Summit County Rotary donates dictionaries to third graders

 For the fourth straight year, the Rotary Club of Summit County is giving a free dictionary to every third-grade student in public elementary schools.

Teams of Rotary volunteers are visiting each school — Breckenridge, Upper Blue, Frisco, Dillon Valley, Silverthorne and Summit Cove — to hand the dictionaries personally to each student. More than 250 dictionaries are being distributed.

`We love this project,` said Steve Cornwell, the Summit Rotary Dictionary Project team leader. `We feel dictionaries can help Summit County students become better readers, be more enthusiastic about the use of words and language, and develop stronger vocabularies. When we hand out the dictionaries, the kids devour them. They write their names inside the front cover. They are so curious and enthusiastic about being able to look up words and read the definitions. While we`re with them, we challenge them to find some words in their new dictionaries and read the definitions out loud.`
This program, a part of the literacy committee of the Rotary Club, is part of a worldwide effort spearheaded by The Dictionary Project in Charleston, S.C. 

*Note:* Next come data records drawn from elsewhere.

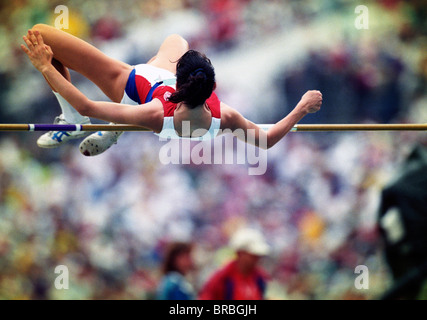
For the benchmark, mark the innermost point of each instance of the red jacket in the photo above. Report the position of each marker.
(228, 283)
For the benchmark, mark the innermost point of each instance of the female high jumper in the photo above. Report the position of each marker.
(176, 87)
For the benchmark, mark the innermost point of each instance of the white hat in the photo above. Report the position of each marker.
(251, 241)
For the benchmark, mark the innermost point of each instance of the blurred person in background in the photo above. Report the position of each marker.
(242, 278)
(178, 263)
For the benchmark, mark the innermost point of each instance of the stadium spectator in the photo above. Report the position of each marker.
(178, 263)
(242, 278)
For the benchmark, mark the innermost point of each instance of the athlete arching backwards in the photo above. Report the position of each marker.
(175, 86)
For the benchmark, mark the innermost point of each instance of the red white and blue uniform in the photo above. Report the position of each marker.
(147, 82)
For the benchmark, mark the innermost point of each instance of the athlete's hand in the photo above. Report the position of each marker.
(39, 53)
(311, 101)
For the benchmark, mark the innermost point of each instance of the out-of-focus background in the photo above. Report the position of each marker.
(109, 218)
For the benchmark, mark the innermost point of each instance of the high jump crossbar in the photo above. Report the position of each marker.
(296, 128)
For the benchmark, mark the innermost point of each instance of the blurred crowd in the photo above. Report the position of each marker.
(110, 218)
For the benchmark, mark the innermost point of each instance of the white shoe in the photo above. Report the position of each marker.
(99, 142)
(53, 139)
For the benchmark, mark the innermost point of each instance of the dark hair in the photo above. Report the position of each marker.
(195, 79)
(173, 251)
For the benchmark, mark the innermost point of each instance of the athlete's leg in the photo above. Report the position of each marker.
(169, 53)
(108, 74)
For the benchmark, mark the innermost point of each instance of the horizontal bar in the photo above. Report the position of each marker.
(296, 128)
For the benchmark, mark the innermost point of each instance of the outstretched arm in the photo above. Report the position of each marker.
(310, 102)
(41, 57)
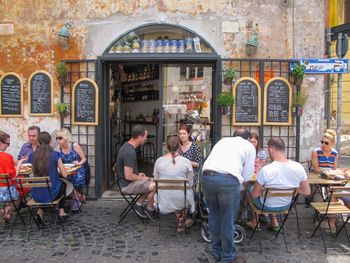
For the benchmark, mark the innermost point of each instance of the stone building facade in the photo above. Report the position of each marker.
(285, 29)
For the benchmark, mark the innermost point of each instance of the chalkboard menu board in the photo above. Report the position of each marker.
(11, 95)
(85, 102)
(40, 98)
(246, 111)
(277, 106)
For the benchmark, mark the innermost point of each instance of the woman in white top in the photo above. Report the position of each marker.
(174, 166)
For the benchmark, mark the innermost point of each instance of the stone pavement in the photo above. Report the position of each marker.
(93, 235)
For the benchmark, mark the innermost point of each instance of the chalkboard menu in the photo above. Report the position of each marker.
(11, 95)
(85, 102)
(246, 111)
(40, 98)
(277, 106)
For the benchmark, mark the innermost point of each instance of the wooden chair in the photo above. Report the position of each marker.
(131, 200)
(322, 209)
(5, 179)
(276, 192)
(41, 182)
(172, 184)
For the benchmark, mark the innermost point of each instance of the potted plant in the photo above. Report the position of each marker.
(62, 108)
(230, 74)
(298, 73)
(62, 73)
(225, 100)
(299, 100)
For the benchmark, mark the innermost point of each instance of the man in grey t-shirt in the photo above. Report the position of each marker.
(130, 180)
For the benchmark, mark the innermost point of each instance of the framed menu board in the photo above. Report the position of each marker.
(277, 102)
(40, 97)
(246, 111)
(11, 95)
(85, 102)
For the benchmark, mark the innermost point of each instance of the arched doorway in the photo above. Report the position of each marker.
(160, 76)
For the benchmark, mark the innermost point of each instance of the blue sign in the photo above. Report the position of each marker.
(322, 66)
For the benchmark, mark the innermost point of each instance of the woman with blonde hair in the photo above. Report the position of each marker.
(71, 152)
(7, 166)
(325, 157)
(174, 166)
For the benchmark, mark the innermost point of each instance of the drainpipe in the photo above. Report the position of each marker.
(329, 45)
(339, 43)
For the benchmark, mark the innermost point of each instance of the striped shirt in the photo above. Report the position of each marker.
(324, 162)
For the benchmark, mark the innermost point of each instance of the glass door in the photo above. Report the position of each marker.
(187, 99)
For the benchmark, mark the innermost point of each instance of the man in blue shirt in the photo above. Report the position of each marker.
(32, 145)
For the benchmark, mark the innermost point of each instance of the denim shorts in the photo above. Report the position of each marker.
(258, 204)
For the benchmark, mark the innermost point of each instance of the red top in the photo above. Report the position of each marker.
(7, 166)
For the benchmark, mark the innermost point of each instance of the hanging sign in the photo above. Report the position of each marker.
(40, 97)
(324, 65)
(85, 102)
(277, 102)
(246, 110)
(11, 95)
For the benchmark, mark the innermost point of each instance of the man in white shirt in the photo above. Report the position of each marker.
(281, 173)
(230, 163)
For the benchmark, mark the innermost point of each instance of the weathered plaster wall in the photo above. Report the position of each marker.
(286, 29)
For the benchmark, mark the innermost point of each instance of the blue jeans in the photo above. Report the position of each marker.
(223, 196)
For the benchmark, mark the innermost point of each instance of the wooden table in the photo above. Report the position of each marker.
(319, 182)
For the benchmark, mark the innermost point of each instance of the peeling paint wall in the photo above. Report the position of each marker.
(286, 29)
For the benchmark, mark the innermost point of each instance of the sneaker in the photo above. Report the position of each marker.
(75, 205)
(140, 211)
(150, 213)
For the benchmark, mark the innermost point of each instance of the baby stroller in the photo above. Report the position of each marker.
(240, 233)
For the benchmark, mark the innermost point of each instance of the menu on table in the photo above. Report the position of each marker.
(277, 102)
(85, 102)
(246, 110)
(11, 95)
(40, 98)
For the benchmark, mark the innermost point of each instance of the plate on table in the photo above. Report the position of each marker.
(337, 174)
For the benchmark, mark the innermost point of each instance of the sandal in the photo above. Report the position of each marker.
(180, 225)
(189, 222)
(251, 225)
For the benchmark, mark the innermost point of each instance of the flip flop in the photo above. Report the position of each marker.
(180, 225)
(274, 228)
(252, 226)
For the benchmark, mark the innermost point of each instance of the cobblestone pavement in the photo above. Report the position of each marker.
(93, 235)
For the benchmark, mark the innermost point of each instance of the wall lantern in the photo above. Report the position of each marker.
(252, 45)
(63, 37)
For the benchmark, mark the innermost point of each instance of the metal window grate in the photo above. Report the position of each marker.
(262, 71)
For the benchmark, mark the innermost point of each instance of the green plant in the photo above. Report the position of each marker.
(298, 71)
(300, 98)
(61, 68)
(225, 99)
(230, 73)
(62, 107)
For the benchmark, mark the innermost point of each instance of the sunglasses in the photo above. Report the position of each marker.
(8, 144)
(323, 142)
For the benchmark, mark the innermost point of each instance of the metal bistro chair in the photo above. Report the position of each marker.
(5, 179)
(131, 200)
(41, 182)
(172, 184)
(322, 209)
(276, 192)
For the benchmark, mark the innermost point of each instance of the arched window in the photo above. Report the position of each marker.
(159, 38)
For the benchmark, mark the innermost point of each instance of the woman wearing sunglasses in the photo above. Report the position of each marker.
(325, 157)
(71, 152)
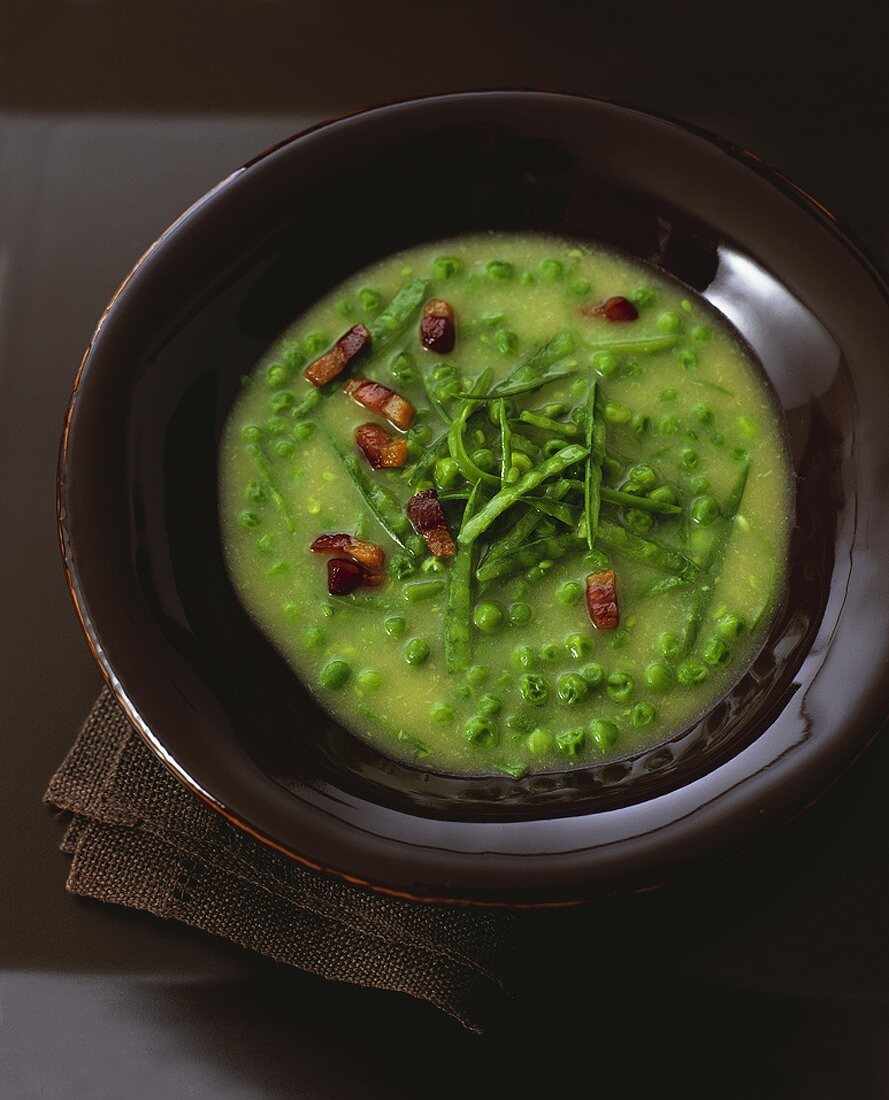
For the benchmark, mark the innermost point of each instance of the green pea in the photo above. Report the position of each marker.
(480, 730)
(500, 271)
(716, 653)
(704, 510)
(489, 705)
(447, 267)
(524, 657)
(691, 672)
(572, 689)
(395, 627)
(489, 617)
(569, 593)
(519, 614)
(335, 674)
(593, 673)
(605, 363)
(604, 733)
(276, 375)
(619, 686)
(616, 413)
(731, 626)
(534, 689)
(478, 674)
(578, 646)
(670, 322)
(539, 741)
(658, 677)
(643, 715)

The purpose of The Dictionary Project is to provide dictionaries to students to keep to use as their own personal reference books. This agency seeks to provide dictionaries to all of the children who are in school. The program is typically implemented in the third grade each year.

Since its inception, more than 7.8 million dictionaries have been distributed all over the world through The Dictionary Project. Public-service clubs like Rotary play a major role in the success of this project.

The dictionaries go far beyond just words. They contain a wealth of information about the states in our country, countries in the world, the solar system, U.S. presidents and much more. Students are amazed to find the longest word in the English language is a medical term containing 1,909 letters.

Rotarian Stan Black began the Summit County third-grade dictionary giveaway in 2003. Terry Ihlenfeld and Steve Cornwell are now leading the project, along with many other Rotarians volunteering their time.